Тут базилевс вздрогнул и отвлекся от мыслей – врач что-то говорил, губы ужимались бледными червяками.

– Простите, не расслышал… – буркнул базилевс (до сих пор из него это «простите» лезло, отрыжка бедной юности, а ведь прощать тут может только он, а уж никак не его).

– Аквариум протек, рыбки улетели? – ерничал врач, с любопытством озирая большой стеклянный параллелепипед в углу кабинета.

Базилевс хищно обрадовался: вот случай сбить спесь с дурака.

– Это не рыбки, – отвечал любезно, – это дракон.

Да, ему нравилось такое – с высоты его положения проявить вежливость, любезность, за которой черной пропастью покачивалась дикая ярость, способная уничтожить полмира.

Но доктор не знал этого, принимал все за чистую монету, за так и надо. И сейчас тоже искренне удивился, повернулся, навел воображаемый лорнет.
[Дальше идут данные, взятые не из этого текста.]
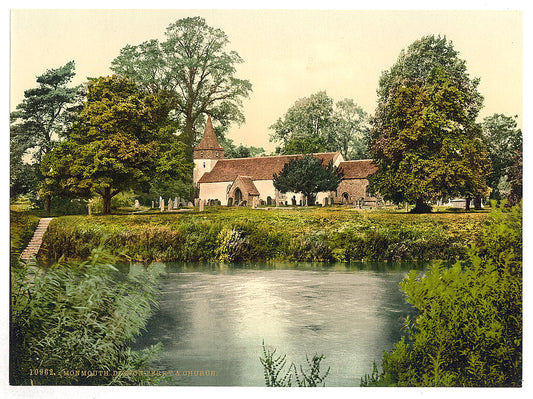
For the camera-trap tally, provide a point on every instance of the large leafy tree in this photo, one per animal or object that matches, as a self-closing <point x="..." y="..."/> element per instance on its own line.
<point x="309" y="176"/>
<point x="123" y="140"/>
<point x="349" y="131"/>
<point x="38" y="122"/>
<point x="467" y="331"/>
<point x="424" y="137"/>
<point x="193" y="71"/>
<point x="318" y="124"/>
<point x="503" y="139"/>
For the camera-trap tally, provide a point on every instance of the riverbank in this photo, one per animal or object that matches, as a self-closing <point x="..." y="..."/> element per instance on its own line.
<point x="333" y="234"/>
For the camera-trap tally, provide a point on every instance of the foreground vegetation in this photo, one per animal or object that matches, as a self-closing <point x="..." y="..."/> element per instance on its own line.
<point x="468" y="330"/>
<point x="244" y="234"/>
<point x="72" y="324"/>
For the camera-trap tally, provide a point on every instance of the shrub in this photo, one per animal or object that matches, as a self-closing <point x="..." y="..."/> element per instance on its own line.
<point x="77" y="318"/>
<point x="468" y="331"/>
<point x="277" y="376"/>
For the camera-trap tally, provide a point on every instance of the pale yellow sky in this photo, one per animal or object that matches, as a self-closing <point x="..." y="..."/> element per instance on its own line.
<point x="287" y="54"/>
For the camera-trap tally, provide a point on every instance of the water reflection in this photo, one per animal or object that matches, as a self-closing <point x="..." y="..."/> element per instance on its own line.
<point x="215" y="317"/>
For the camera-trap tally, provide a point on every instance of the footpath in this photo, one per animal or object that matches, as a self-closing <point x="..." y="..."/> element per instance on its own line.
<point x="35" y="243"/>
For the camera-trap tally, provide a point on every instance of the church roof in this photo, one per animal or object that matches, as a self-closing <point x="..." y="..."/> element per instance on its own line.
<point x="359" y="169"/>
<point x="257" y="168"/>
<point x="209" y="140"/>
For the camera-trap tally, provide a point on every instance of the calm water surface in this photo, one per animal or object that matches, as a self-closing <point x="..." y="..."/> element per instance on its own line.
<point x="215" y="318"/>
– Дракон? Какой дракон? Буквально или, я извиняюсь… как символ государственной власти?

– И символ тоже… Но вообще-то обычный, с Комодо. Так сказать, драко натуралис, хе-хе…

Тут сухому докторскому воображению неизвестно почему представились болотного цвета жилистые крылья, длинная морда с неправильным прикусом, холодный рыбий глаз. Он поежился.

– Где же он сейчас, ваш символ?

– Погулять вышел… Гуль-гуль, ням-ням, понимаете? Освежиться, закусить…

На лице доктора отразился легкий ужас. Базилевс злорадно отметил, что бледен стал лекарь, прежде розовый, яко пупс.

– Да вы не бойтесь, – милостиво выговорил потентат. – Ничего с ним не будет, с драконом. Во дворце предупреждены, никто его не тронет… Освежится и вернется.

Доктор шутку не оценил, насупился, сухо перешел к опросу, провел визуальный осмотр, постукал в грудь, заставил дышать – не дышать. Затем измерил давление, и, наконец, добрался до температуры.

Вот тут-то его и шарахнуло со всей дури. 25 и 1 – меньше только в морге. Судя по градуснику, пациент уже какое-то время был в глубокой коме. И оттуда, из комы, раздавал приказания, подписывал законы и отнюдь не торопился на кладбище, где ему самое, между нами сказать, и место.

Профессор еще мямлил что-то, пряча глаза, – прячь не прячь, от судьбы не уйдешь, – а базилевс уже обреченно жал кнопочку тайного вызова, уже мечтал поскорее закончить все дело и забыть, забыть навсегда… ну или хотя бы до ужина.

Вошел сам начальник охраны в ранге Хранителя – по долготе и силе звонка понял, что дело не рядовое, надо явиться лично. Базилевс гримасой отослал врача за дверь, подождал, пока статный Хранитель – золотая звезда на лысом погоне – подойдет поближе.

– Гиппократа наградить, – велел негромко, – и на отдых…

«На отдых» тут могло значить только одно – вечный покой. Идеже нет ни болезней, ни печалей, ни медосмотров. Потентат сказал это тихо, но решительно, не усомнишься.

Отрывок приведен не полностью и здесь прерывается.